Side note: I hate people trying to dictate what a ‘real’ ____ would/would not do, no matter if that person is nominally on my side or not. When I was in college and a budding feminist, I liked to wear mini-skirts. I had killer legs and saw no reason not to show them off. I was a psych major so I was around that department quite a bit. One of the secretaries in the department was a fierce feminist herself. Once, she questioned me sharply about my mini-skirts asking how a feminist like me could wear one. I looked at her bright red lipstick, hard, and said, “I left the patriarchy because I did not want them telling me what to do. I’ll be damned if I let anyone else do it to me, either.” I also pointed out that automatically doing the opposite of what the patriarchy dictated women should do was being just as tied to the patriarchy as following their dicta slavishly. The point was that in order to be free from the patriarchy, one had to make their own decision after thinking through the issues carefully.

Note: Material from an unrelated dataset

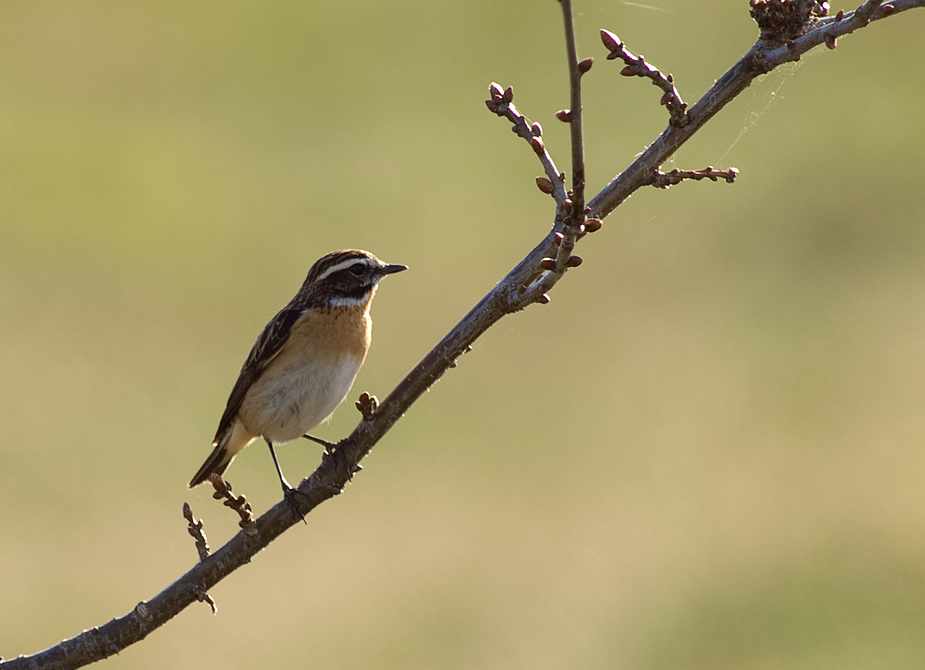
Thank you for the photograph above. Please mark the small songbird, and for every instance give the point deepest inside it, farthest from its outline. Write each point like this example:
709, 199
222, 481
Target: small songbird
304, 362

Also, sometimes, I like showing off my legs. And now that I have an actual ass and not just flat back there, I would not mind showing that off as well. Plus, my boobs. I don’t mind them being on display, either. Or rather, I have no reason to hide them or tamp them down.
Ahem.
That’s when I first started thinking about gender other than as related to sexism. It remained seared in my brain from how ridiculous it was and it planted a seed that maybe I wasn’t a woman?

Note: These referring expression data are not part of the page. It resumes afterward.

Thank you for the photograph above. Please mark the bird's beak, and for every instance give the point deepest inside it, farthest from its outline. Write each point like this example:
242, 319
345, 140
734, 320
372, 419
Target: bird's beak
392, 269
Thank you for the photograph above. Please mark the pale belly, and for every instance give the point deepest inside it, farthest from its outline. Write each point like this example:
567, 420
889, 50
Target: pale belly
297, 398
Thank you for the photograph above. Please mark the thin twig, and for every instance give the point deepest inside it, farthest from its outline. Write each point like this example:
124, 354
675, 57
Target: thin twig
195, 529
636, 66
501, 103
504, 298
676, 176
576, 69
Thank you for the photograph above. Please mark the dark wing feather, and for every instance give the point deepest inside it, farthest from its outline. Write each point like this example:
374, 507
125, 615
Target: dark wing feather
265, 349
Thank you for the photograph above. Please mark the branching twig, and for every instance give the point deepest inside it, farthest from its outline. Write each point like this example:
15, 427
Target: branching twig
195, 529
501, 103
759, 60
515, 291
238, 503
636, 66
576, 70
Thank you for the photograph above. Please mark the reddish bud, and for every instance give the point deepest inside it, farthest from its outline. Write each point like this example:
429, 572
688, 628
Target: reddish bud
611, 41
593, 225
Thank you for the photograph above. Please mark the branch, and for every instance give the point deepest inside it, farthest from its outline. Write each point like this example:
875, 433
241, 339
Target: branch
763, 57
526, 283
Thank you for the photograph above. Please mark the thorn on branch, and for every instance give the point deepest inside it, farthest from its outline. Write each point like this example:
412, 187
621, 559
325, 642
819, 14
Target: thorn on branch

I want to be clear that I don’t have body dysphoria. I have never felt bad in my body or that I should be in a different one. Well, that’s not completely true. I have hated my body for most of my life, but that’s because of fatphobia not because I didn’t like my body itself or felt it was the wrong gender. Even when I wished I were a boy when I was little, it was because of sexism–not because of the shape of my body.
This issue is interwoven with sexuality and race, but it’s not easy to tease out what is which is what. It’s like a ball of tangled thread. You can’t easily just pull one out. Throw in religion, politics, and sensitivities/disabilities/etc, and it’s just a hot messy soup of me.
I really need to get back to writing. Writing has always been there for me. It’s been my comfort and my home. I have been able to write posts since my medical crisis, but not fiction. I feel as if I’ve lost a limb, and I don’t know how to deal with it. The times I’ve tried to write, it’s just been, well, shit. And I have stopped because of how shitty it is. I have been able to deal with most of the changes that came with my medical crisis, but this difficulty writing is not one of them.
In the past, I could just sit down and write. It wasn’t pure gold as I wrote, obviously, but I could at least see the genesis of something beautiful. Now, it’s pure shit. And, yes, I know that shit is necessary for life to grow, but metaphorically, it’s not worknig for me. I guess it just depends on how much I want it. And if I truly believe it’s still there–my ability to write a story, I mean. I’m not sure I do; that’s what scaring me.